Relational graph databases can help staff, structure and deliver projects on-time and on-budget, writes David Meza
David Meza is a Sr. Data Scientist at NASA headquarters. With a background in computer and information sciences, he has held various roles at NASA for more than 20 years, from IT management and Chief Knowledge Architect to workspace engineer, overseeing 12,000 computer systems at the Johnson Space Centre.
In December 2017, President Donald Trump signed Space Policy Directive 1, authorizing the United States’ next lunar visit. Here at the National Aeronautics and Space Administration (NASA) we got to work on the Artemis program, a $30 Billion plan to put the first woman and the next man on the moon by 2024.
As we started preparing to go back to the moon — and on to Mars — we realized that we need people with skills that are unique to our projects and not found in abundance. Beyond that, we identified a need to realign skills to better support our mission needs. The solution: A graph database.
The beauty of a graph database over a traditional database is that it is uniquely built to analyze relationships, and the model (or schema) is not fixed. This makes it abundantly useful for NASA, and for large capital project organizations, too. In the article that follows, I’ll introduce the concept, explain some use cases, and walk through the early implementation phases.
What is a graph database?
A graph database is purpose-built to store and navigate relationships. It uses nodes to store data, and edges to store relationships between that data. If you played with Tinker Toys as a kid, this will be easy to visualize. The node is like a wood wheel, and it contains data, like a person’s name, occupation, or location. The edge is like a stick, and it contains a relationship, as well as information about that relationship. There is no limit to the number of relationships a single node can have, making graph databases scalable, powerful, and very useful. Unlike traditional databases, a graph database is literally built to analyze relationships.
Unparalleled visibility, uncommon insight
Using a graph database, leaders can look at a capital project from a truly relational standpoint. Consider a database in which the node for each employee is connected to nodes detailing their education, training, projects and work roles. The node for each work role is connected to nodes detailing the required personal characteristics, skills, abilities. The node for each project is connected to nodes detailing cost, schedule and operability outcomes. Suddenly, it’s possible to analyze which people, training, and personal characteristics correlate with your most predictable projects. That’s the power of a graph database.
Four Use Cases for Capital Projects
Staffing and Skill Sourcing
A leadership team is staffing a one-of-a-kind project with an important, unprecedented role that requires an uncommon skill set. There are no obvious internal candidates for the position. Using a graph database, the leaders can input a list of skills required for the role, and find employees that match (or very nearly match) the requirements.
A global organization is working to assess the strengths and weaknesses in its existing project delivery systems. Why does one project fail, and another succeed? Using a purpose-built graph database, the organization can identify which methods, tools and people are engaged on successful projects, and which are engaged on those that fail.

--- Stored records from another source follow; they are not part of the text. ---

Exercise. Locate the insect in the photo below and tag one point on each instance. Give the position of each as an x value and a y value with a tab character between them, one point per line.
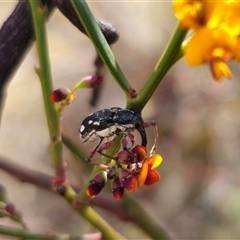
110	123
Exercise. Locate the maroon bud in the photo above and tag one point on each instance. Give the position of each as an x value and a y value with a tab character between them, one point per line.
129	180
97	184
117	188
10	208
123	157
60	94
112	173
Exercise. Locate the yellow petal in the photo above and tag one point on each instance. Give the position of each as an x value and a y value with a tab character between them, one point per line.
154	161
199	46
220	69
143	174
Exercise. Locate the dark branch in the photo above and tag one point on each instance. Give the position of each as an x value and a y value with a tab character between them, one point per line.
66	8
16	35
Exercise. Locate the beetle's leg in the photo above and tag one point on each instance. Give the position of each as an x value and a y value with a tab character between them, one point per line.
105	146
93	151
153	124
125	148
131	138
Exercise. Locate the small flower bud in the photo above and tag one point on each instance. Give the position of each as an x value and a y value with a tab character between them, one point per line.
152	177
60	94
97	184
89	82
123	157
129	180
117	188
112	173
140	151
10	208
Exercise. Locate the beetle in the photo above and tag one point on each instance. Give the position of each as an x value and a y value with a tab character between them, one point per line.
110	123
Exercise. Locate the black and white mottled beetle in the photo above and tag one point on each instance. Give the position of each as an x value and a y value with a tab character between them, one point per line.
110	123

Human Resource Development
Leaders in the human resources department of a struggling multinational company are working to identify which in-house training programs to develop. A graph database can deliver a data-driven skill gap analysis along with insights into training paths, career plans and adjacent skills.
An ambitious young company is looking to adopt Advanced Work Packaging, but leaders do not have a reliable, objective measure of the organization’s maturity. Using a purpose-built graph database, the company can identify the markers of maturity — skills, tools, metrics, etc. — and then benchmark the company against those markers. Once the company has reached the baseline markers, it can be considered mature enough to begin the AWP implementation process.
Getting Started with Graph Datasets and AI
The move to graph databases must be driven by leadership executives and led by the organization’s information technology professionals. Data about employees will have to be derived from internal records, and data stewards will need to wrestle with ethical and legal questions in addition to the primary technical challenge.
A skilled data engineer will have to organize how the data will fit into the model, and the company will need teams to both build and analyze the databases. Finally, many organizations will want to build an interface to get the most out of their data. It’s a big project, and one most likely to be used by large organizations with substantial resources.
Designing, building and leveraging a graph database is a big challenge for bold, well-resourced capital project companies that want to position themselves for sustainability and growth in a rapidly changing economy. Doing so will yield a strong competitive advantage in the years and decades ahead.